– Что?
Финн вздохнул.
– Мне просто хотелось бы увидеть тебя.
Я придвинулась к стене, вжалась в нее и раскинула руки, как будто обнимала его. Глупо. Хорошо, что он этого не видит, но мне стало немного лучше.
– Мне тоже.
– Помнишь, когда ты ненавидела меня?
Я не то засмеялась, не то фыркнула, не то икнула.
– Ну, ты был просто невыносим!
– Я думаю, правильнее будет сказать «неисправим».
Я снова прижалась лбом к стене и на мгновение позволила себе вообразить, будто это его плечо, теплое и надежное.
– Ну ты и позер.
– Эй, я только что претерпел пытки ради тебя. Не ущемляй мое эго.
– Финн…
– Ш-ш-ш… – тихо сказал он. – А теперь скажи мне, как ты тогда ошибалась и какой я замечательный.
Он вправду замечательный. И он этого не заслуживает.
Да и я тоже.
– Я собираюсь убить его, – тихо сказала я.
– Да, я знаю.
– Я серьезно. Мы выберемся отсюда, и я убью его.
И я шепотом рассказала через решетку вентиляции обо всем – о стоке, о листке бумаги, о послании в самом низу листка. Молчание Флинна было глухим и непроницаемым, как разделяющая нас стена. Я попыталась представить его. Лохматая светлая шевелюра – возможно, отчаянно нуждающаяся в стрижке, – завитки волос за ушами и на шее. Голубые глаза широко раскрыты, потрясенный взгляд устремлен в пространство. Или у него зеленые глаза? Нет, точно голубые. Голубые, словно глубокая чистая вода. Рот разинут. Но как я ни старалась, я не могла вспомнить, какие у Финна губы. Тонкие или полные? Розовые или бледные?
Я уже и не помню толком, как выгляжу я сама.
– А мы сможем это сделать? – спросил он в конце концов.
«Сможем ли мы убить его» – вот что он имел в виду, но, возможно, не сумел произнести эти слова.
– Сомневаюсь, что у нас есть выбор.
– Но сперва нам надо как-то выбраться отсюда, – сказал Финн. – Вернуться обратно. Ты думаешь, это возможно?
– Судя по записке, мы проделали это уже четырнадцать раз.
– Но как?
– Не знаю. Но я уверена, что я бы себе рассказала, если бы мне требовалось об этом знать.
Финн рассмеялся.
– Просто поверить не могу – до чего безумная фраза.

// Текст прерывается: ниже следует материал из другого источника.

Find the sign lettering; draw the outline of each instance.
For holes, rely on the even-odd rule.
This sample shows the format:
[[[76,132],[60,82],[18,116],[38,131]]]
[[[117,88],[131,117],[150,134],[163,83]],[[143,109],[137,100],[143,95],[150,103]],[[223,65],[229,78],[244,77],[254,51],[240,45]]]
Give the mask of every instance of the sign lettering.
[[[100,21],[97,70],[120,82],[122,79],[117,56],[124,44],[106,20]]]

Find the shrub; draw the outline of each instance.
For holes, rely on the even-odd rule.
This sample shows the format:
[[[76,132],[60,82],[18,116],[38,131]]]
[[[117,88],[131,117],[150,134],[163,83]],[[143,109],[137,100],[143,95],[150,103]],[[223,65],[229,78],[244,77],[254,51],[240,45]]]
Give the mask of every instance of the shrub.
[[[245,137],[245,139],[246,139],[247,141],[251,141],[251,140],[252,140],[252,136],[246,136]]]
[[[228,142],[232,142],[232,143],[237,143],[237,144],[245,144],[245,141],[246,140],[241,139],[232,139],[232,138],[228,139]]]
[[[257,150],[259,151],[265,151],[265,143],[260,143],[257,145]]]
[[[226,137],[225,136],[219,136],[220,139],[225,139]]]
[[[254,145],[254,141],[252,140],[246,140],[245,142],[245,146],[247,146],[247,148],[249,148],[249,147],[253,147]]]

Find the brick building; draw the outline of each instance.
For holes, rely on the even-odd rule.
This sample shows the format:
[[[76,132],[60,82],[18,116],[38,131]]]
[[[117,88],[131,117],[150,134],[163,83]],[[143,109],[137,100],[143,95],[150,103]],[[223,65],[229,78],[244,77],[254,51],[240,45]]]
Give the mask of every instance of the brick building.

– Не можешь? – Я завидовала способности Финна находить смешное в любой ситуации, но мне было не до смеха.
– Ну-у…
– Только не говори, что мы не сможем этого сделать. – У меня должны были быть чертовски веские причины, чтобы написать эту фразу, и испорченное существо у меня внутри, то самое, которое отвечало за гнев и обиды, ничуть об этом не жалело. – Не говори, что должен существовать другой способ.
– Вообще-то я хотел спросить, как ты одета.
Я прикусила губу, чтобы не рассмеяться. Ну ладно, это забавно.
– Боже, как я по тебе скучаю! – сказала я и тут же пожалела о своих словах. Я отвернулась от вентиляционного отверстия, глупо испугавшись, что Финн увидит, как я покраснела.
– Я знаю, – мягко отозвался он. Я представила себе, как он прижимает руку к стене с другой стороны. – Но я тут.
Шли дни. Мы с Финном проводили время между приемами пищи, обсуждая мою находку.
– В какое время мы должны отправиться? – спросил он наконец. Мы оба избегали этой темы. Она причиняла боль, а нам и без того ее хватало.
– Я думала об этом, – сказала я. – Нам нужно очутиться там четвертого января. Четыре года назад.
Тишина.
– Что, правда?
Я почувствовала, что он колеблется. Впрочем, я тоже не жаждала заново пережить это время.
– Мы не сможем сделать это до того, как он откроет формулу, – сказала я. – Тогда парадокс окажется настолько мощным, что последствия могут быть непредсказуемы. Это должно быть после.
– Ладно, – согласился Финн. – Но почему именно четвертое?
– Потому, что тогда он нипочем не догадается нас искать, – сказала я. – Помнишь, когда я заполучила документы?